Now for some good ol' rock and roll. A bundle of enjoyable, if somewhat predictable song are up next. Proving that they're still an excellent force to be reckoned with in the rock world, Queen puts out a couple of numbers here that should appeal to the classic rocker, if not so much the prog-head. Need Your Loving Tonight and Rock It (Prime Jive) are a couple of upbeat tracks with a fast pace that are enjoyable, while Crazy Little Thing Called Love brings back memories of 50s rock and roll music. Sail Away Sweet Sister coupled with Coming Soon make up for the very redeeming saving grace of this album along with the crowd favorite, Save Me, all of which are good rock tunes but lack the complexities that Queen usually are so good at playing around with.

However, one track has been skipped here. The album's nadir, Don't Try Suicide is an annoying track that's amusing at best and terribly irritating at the worst.
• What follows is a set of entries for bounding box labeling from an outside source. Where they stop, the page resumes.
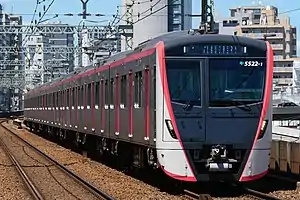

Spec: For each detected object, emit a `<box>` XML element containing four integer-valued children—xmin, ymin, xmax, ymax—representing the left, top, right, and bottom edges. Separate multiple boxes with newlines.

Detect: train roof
<box><xmin>134</xmin><ymin>31</ymin><xmax>267</xmax><ymax>51</ymax></box>
<box><xmin>28</xmin><ymin>30</ymin><xmax>267</xmax><ymax>94</ymax></box>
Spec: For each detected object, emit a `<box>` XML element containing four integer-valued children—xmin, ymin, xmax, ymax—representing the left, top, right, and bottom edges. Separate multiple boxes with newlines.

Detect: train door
<box><xmin>163</xmin><ymin>57</ymin><xmax>206</xmax><ymax>142</ymax></box>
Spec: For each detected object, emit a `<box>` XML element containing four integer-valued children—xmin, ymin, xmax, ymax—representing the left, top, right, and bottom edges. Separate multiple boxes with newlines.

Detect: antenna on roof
<box><xmin>189</xmin><ymin>0</ymin><xmax>217</xmax><ymax>35</ymax></box>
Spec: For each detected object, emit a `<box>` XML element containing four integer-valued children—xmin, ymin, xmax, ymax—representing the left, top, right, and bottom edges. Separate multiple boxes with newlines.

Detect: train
<box><xmin>24</xmin><ymin>31</ymin><xmax>273</xmax><ymax>182</ymax></box>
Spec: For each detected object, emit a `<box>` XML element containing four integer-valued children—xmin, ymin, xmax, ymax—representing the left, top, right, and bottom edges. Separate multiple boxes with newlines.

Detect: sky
<box><xmin>0</xmin><ymin>0</ymin><xmax>300</xmax><ymax>55</ymax></box>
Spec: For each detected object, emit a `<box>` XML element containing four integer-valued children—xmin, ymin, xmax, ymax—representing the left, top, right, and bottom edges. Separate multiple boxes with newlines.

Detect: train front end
<box><xmin>156</xmin><ymin>35</ymin><xmax>273</xmax><ymax>182</ymax></box>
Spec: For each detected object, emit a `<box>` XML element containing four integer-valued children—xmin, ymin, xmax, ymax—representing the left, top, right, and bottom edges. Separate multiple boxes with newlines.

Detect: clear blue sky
<box><xmin>0</xmin><ymin>0</ymin><xmax>300</xmax><ymax>53</ymax></box>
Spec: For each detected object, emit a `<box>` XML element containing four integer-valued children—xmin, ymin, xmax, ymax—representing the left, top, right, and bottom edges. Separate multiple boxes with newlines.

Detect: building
<box><xmin>24</xmin><ymin>22</ymin><xmax>74</xmax><ymax>89</ymax></box>
<box><xmin>75</xmin><ymin>27</ymin><xmax>121</xmax><ymax>68</ymax></box>
<box><xmin>218</xmin><ymin>5</ymin><xmax>297</xmax><ymax>90</ymax></box>
<box><xmin>0</xmin><ymin>4</ymin><xmax>24</xmax><ymax>110</ymax></box>
<box><xmin>121</xmin><ymin>0</ymin><xmax>192</xmax><ymax>50</ymax></box>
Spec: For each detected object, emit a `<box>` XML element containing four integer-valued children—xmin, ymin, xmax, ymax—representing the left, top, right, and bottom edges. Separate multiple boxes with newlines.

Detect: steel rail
<box><xmin>0</xmin><ymin>122</ymin><xmax>114</xmax><ymax>200</ymax></box>
<box><xmin>0</xmin><ymin>122</ymin><xmax>44</xmax><ymax>200</ymax></box>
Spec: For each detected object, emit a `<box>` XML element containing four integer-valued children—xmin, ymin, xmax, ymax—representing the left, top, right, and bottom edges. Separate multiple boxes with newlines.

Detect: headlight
<box><xmin>258</xmin><ymin>120</ymin><xmax>269</xmax><ymax>140</ymax></box>
<box><xmin>165</xmin><ymin>119</ymin><xmax>178</xmax><ymax>139</ymax></box>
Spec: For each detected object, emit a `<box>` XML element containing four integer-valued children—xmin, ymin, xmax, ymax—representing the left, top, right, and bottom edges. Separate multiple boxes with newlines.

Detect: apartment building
<box><xmin>24</xmin><ymin>22</ymin><xmax>74</xmax><ymax>89</ymax></box>
<box><xmin>75</xmin><ymin>27</ymin><xmax>121</xmax><ymax>68</ymax></box>
<box><xmin>219</xmin><ymin>5</ymin><xmax>297</xmax><ymax>90</ymax></box>
<box><xmin>0</xmin><ymin>4</ymin><xmax>24</xmax><ymax>111</ymax></box>
<box><xmin>121</xmin><ymin>0</ymin><xmax>192</xmax><ymax>51</ymax></box>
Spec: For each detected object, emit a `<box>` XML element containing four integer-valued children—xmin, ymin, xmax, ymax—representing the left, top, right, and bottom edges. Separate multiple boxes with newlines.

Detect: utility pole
<box><xmin>199</xmin><ymin>0</ymin><xmax>215</xmax><ymax>33</ymax></box>
<box><xmin>189</xmin><ymin>0</ymin><xmax>216</xmax><ymax>34</ymax></box>
<box><xmin>80</xmin><ymin>0</ymin><xmax>89</xmax><ymax>19</ymax></box>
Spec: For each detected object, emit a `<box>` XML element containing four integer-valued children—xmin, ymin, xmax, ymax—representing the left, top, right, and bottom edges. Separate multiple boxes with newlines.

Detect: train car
<box><xmin>25</xmin><ymin>31</ymin><xmax>273</xmax><ymax>182</ymax></box>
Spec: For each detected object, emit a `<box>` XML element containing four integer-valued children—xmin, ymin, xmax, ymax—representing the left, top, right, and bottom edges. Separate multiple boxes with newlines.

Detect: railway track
<box><xmin>183</xmin><ymin>184</ymin><xmax>280</xmax><ymax>200</ymax></box>
<box><xmin>0</xmin><ymin>120</ymin><xmax>114</xmax><ymax>200</ymax></box>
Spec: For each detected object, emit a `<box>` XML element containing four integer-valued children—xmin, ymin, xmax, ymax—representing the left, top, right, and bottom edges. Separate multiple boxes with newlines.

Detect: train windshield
<box><xmin>209</xmin><ymin>58</ymin><xmax>266</xmax><ymax>107</ymax></box>
<box><xmin>166</xmin><ymin>59</ymin><xmax>201</xmax><ymax>105</ymax></box>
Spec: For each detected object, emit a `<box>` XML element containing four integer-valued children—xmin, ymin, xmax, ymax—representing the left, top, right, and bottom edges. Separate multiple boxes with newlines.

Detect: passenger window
<box><xmin>109</xmin><ymin>78</ymin><xmax>115</xmax><ymax>105</ymax></box>
<box><xmin>121</xmin><ymin>75</ymin><xmax>127</xmax><ymax>108</ymax></box>
<box><xmin>104</xmin><ymin>80</ymin><xmax>109</xmax><ymax>105</ymax></box>
<box><xmin>95</xmin><ymin>81</ymin><xmax>100</xmax><ymax>105</ymax></box>
<box><xmin>134</xmin><ymin>72</ymin><xmax>143</xmax><ymax>108</ymax></box>
<box><xmin>87</xmin><ymin>83</ymin><xmax>92</xmax><ymax>106</ymax></box>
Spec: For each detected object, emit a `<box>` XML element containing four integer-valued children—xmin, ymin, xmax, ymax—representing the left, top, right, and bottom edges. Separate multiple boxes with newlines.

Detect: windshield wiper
<box><xmin>231</xmin><ymin>100</ymin><xmax>252</xmax><ymax>112</ymax></box>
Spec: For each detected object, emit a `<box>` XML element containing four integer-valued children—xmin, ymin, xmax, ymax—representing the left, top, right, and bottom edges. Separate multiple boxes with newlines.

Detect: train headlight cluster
<box><xmin>166</xmin><ymin>119</ymin><xmax>178</xmax><ymax>139</ymax></box>
<box><xmin>258</xmin><ymin>120</ymin><xmax>269</xmax><ymax>139</ymax></box>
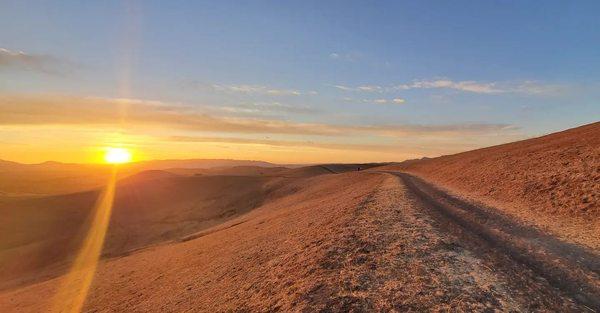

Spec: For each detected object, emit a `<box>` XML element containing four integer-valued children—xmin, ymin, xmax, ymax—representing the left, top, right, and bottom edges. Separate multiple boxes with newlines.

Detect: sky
<box><xmin>0</xmin><ymin>1</ymin><xmax>600</xmax><ymax>163</ymax></box>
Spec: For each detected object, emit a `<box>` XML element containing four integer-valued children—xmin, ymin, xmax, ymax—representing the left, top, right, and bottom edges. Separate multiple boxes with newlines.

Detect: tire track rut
<box><xmin>388</xmin><ymin>172</ymin><xmax>600</xmax><ymax>312</ymax></box>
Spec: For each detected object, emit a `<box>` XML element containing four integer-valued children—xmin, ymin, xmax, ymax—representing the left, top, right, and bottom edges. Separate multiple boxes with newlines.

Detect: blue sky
<box><xmin>0</xmin><ymin>1</ymin><xmax>600</xmax><ymax>162</ymax></box>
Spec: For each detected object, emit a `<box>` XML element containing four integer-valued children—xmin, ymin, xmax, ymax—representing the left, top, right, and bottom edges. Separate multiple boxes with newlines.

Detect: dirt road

Though a short track, this is one of those, ''What were they thinking!?'' tracks whose comparison could fall close to Genesis's ''Who Dunnit?''.

Not Queen's best effort, this is one best skipped by those who don't consider themselves fans of the band. Still a couple highlights, this one is a full head and shoulders above its successor, Hot Space, which would be a couple years later. Though that's really not saying much based on the caliber of that album. This one is for people who enjoy dancable classic rock and who really like Queen's 80s outputs. Everyone else should just retreat back into 80s Queen if they're looking for something to get into. I'd be hard-pressed to give this album anything higher than a 2.